Bu kadar Kraliyet Asili dahil olduğundan Shuangyan ne kadar cennete karşı gelici bir halde olsa da hepsini defedemezdi. Bir anda Li Qiye'nin grubu tehlikeli bir durumda kalmıştı.

"Oraya git!"

Zamanın geldiğini gören Li Qİye gülümsedi ve Niu Fen'i el değmemiş bölgeye doğru yöneltti.

Niu Fen korkudan kaçıyor ve tüm enerjisini harcıyormuş gibi görünüyordu. Gök gürültüsü benzeri sesler çıkarırken el değmemiş bölgeye doğru girdi.

Kovalama sırasında herkes dikkatsizce tehlikeli bölgeye girmişlerdi ama ilahi canavar veya uzun ömür ruhu göremedikleri için daha cesur hale gelmişlerdi.

Ancak Li Qİye el değmemiş bölgeye girdiği an takip edenler duraksamadan edememişlerdi. Herkes durmuştu.

"Giriyoruz!"

Tieyi de duraksadı. En sonunda emretti ve ileriye doğru gitmeye devam etti.

Emri ile birlikte arkasındaki demir atlılar rüzgarlar ve bulutlar gibi taarruz etmeye başladı.

"Bu Doğu Nehrini Markisi ve Jiang ZUo Klanı atlıları!"

Doğu Nehrinin Markisinin aniden ortaya çıktığını ve atlılarını önderlik ettiğini gören birçok kişi şaşırdı.

Aniden Doğu Nehrinin Markisinin hazineyi almak için klanına asla gitmediğini fark ettiler. O her zaman Şerle Çevrelenmiş Dağ Sırasında kalmış ve basitçe saklanmıştı!

"Jiang Zuo Klanı girdi, biz neden tereddüt ediyoruz!"

Küçük bir ülkenin lordu kükredi ve öğrencileri ile içeri girdi!

"Aynen öyle! İlahi Hükümdar hazinesinin doğuşuyla birlikte tüm Uzun Ömür RUhları ve ilahi Canavarlar kaçtı. Biz sadece İmparator Erdem Kanunu için değil İlahi Hükümdar hazinesi için de yolumuza çıkanı öldürmeliyiz!"

(Ç.N: Geçen çıkan hazineye bu ismi takmışlar.)

Bir büyük tarikat lideri bağırdı ve öğrencileri ile içeri girdi.
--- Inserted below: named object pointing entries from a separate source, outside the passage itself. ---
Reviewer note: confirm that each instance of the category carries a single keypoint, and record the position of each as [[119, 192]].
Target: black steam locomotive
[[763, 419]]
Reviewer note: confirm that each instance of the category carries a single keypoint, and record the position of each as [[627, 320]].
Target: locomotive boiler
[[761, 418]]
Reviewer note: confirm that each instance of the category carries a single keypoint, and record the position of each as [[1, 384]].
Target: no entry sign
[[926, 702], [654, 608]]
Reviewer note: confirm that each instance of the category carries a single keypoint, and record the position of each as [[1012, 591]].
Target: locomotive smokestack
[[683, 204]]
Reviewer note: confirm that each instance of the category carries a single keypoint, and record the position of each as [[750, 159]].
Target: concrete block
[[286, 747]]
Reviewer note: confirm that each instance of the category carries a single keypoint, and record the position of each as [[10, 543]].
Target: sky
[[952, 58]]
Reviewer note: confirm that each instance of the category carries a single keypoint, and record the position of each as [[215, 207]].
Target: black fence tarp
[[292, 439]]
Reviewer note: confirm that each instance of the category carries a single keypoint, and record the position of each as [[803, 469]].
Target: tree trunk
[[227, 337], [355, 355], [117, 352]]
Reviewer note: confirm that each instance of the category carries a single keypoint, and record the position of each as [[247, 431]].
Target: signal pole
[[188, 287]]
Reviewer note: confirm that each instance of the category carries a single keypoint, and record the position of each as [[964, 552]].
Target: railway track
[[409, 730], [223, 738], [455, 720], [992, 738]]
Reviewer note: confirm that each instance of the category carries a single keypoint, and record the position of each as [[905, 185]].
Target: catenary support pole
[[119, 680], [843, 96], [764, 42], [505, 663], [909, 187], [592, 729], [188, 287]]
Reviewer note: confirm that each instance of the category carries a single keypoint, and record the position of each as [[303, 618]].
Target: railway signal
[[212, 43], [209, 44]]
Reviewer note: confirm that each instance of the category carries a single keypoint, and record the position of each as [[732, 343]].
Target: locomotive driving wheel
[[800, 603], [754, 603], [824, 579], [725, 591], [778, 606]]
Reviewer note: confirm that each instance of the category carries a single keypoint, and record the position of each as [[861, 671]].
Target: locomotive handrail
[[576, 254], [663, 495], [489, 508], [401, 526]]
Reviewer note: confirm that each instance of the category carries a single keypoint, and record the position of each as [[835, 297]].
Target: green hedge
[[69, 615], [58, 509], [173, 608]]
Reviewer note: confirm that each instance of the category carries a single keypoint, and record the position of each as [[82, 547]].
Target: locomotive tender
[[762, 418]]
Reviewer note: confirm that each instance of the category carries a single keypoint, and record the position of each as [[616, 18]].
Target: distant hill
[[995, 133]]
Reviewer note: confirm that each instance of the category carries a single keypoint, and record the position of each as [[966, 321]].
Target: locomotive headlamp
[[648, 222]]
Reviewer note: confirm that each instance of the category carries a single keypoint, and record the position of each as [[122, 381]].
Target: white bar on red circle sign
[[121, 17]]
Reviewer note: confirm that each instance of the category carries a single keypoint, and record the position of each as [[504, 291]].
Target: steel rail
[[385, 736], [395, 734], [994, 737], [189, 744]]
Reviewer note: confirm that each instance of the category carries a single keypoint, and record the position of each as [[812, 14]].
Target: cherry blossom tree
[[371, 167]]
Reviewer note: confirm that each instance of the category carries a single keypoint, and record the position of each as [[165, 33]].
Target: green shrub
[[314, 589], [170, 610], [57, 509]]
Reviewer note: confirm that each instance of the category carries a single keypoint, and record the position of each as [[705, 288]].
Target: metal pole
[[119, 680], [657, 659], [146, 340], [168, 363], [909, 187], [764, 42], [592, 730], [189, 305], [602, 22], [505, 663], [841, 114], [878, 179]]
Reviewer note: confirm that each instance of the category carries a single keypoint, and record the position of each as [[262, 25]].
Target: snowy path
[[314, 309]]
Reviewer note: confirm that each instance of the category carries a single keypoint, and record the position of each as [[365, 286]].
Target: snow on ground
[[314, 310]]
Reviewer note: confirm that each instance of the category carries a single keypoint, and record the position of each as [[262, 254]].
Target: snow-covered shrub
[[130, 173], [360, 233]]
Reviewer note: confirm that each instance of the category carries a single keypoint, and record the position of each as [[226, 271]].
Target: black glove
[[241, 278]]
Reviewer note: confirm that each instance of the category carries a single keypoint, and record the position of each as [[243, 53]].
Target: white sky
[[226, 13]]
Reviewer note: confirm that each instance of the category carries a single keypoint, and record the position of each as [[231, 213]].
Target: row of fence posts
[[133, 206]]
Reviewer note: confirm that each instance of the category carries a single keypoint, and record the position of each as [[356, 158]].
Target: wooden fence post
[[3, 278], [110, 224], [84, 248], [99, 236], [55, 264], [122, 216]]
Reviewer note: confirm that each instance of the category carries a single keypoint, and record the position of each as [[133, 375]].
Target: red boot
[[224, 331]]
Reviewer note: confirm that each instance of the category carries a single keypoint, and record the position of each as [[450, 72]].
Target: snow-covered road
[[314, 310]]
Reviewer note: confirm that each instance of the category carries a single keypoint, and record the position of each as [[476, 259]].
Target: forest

Milyon yıllık ilahi canavarları ve uzun ömür ruhlarından korktuklarından kimse düşüncesizce içeri girmeye cüret edemiyordu. Ancak şu anki koşullarda tehlikeli bölgede canavar olmadığından herkes daha cesur hale gelmişti ve bu nedenle de içeri girmişlerdi.

İçeri girdiklerinde Niu Fen2in hızı da yıldırım kadar hızlıyken sessizlik perdesi devam ediyordu. Artık önceki gibi paniklemiş görünmüyordu.

Li Qİye kolaylıkla takipçilerden kurtuldu. Etraftaki coğrafyayı analiz ettikten sonra gülümsedi ve büyük vahşi meyvelerden bazılarını topladı.

Meyveyi ezdi ve suyunu Shuangyan'ın bedenine sıçrattı.

"Ne yapıyorsun?"

Kokusu hoş olmayan meyve suyu tarafından ıslatılan Shuangyan aniden sıçradı.

Li Qiye meyve suyunu kendi bedenine de döktü ve ardından Niu Fen'in büyük bedenini de ıslatıp gülümsedi:

"Özel bir şey değil, bu sadece koyunları aslanın ağzına göndermemizi sağlayacak."

DOğu Nehrinin Markisinin grubu el değmemiş alana doğru ilerledi ama Li Qiye'yi bulamadı. Bu Tieyi'yi kızdırdı:

"Eğer Gu Tieshou'nun takip etmediğini bilseydim ilk hamleyi biz yapardık!"

"Burada uzun Ömür Ruhu ve İlahi canavar da yok. Yeri alt üstüne getirmemiz gerekse ible onu bulacağız!"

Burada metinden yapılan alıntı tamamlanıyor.